I hate pedophiles. All of my problems started because of one.
When I was 9, the pastor at the local church raped me, and in high school no one took me seriously because of that. Well, except one person, my best friend. But, most of the school bullied me, even during senior year, and the teachers wouldn't even help me out, instead, I got punished for being disruptive a lot, when I was just reacting to the pranks pulled on me.
I got beat up almost every school day, and had my possessions stolen from me by the athletic kids in school. Even the girls bullied me, one time they asked me to come to the cafeteria with them, only to throw a bucket of mop water in my face. I walked home that day, too embarrassed to get on the bus home.
My parents didn't help either, since my mother worked 7 days a week between a full time and a part time job, and my father was a useless alcoholic that spent most nights drinking at bars and coming home wasted, only to lash out on mom, my brother and I. He often beat us with his belt, and one time he beat me with a beer bottle until I ended up in the hospital. Thankfully, that got him into jail for child abuse, but after 3 years, he got out, and started abusing us again, but being sneakier and being sure not to bruise us too bad.
He always told me it's my fault the priest raped me, because I'm a pussy-little pansy ass. He continued to beat me, my brother, and my mother, until one day, when I was 17, I took a kitchen knife and cut him with it while he was beating my mother. My mother and he got a divorce shortly after that, and she took full custody of my brother and I.
I thought I had finally escaped him, but as soon as I turned 18, for my birthday, he showed up and picked a fight with me, pushing all of my anger buttons. I eventually lost it and beat the shit out of my father, for the first time in my life. It seemed easy. But only because he let me do it.
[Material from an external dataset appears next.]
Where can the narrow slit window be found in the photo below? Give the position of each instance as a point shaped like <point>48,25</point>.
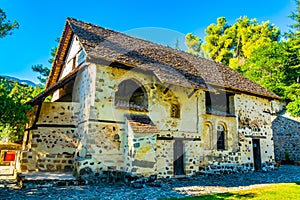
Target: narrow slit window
<point>175,111</point>
<point>221,137</point>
He called the cops, I was arrested and taken to prison, for 1 1/2 years I lived in concrete walls, with a violent inmate that was stronger and bigger than me, and beat the shit out of me if I pissed him off in the slightest.
I was only supposed to serve a year, but one time my inmate beat me up, I tried to defend myself, and I gouged his eye with my fingers. I didn't permanently injure him, but it was enough to get my sentence extended, through which I endured violence of not only my friendly roommate, but other inmates as well. Because I tried getting help from the guards, I was an enemy of the inmates.
When I finally got out of prison, I had no money, and my mother refused to take me in, so I had to crash at a friend's place for a few months until I finally got a job. After that, I started renting rooms out of people's homes/apartments, which is what I've been doing until now.
If my entire youth and a good chunk of my adult life so far hadn't been absolute hell, I might not have all this hatred inside me now. But, it's just one bad thing after another since that piece of shit pastor raped me. I wondered if the world hates me, and just wants me to suffer. But, after leaving everything and everyone I knew behind, hiding from my past, my problems didn't follow me. 3 years later, I'm here, still renting rooms, moving to a different place every 6 months or so, in order to not be found by people I know.
I wonder if I'll ever get peace of mine, but I really doubt it.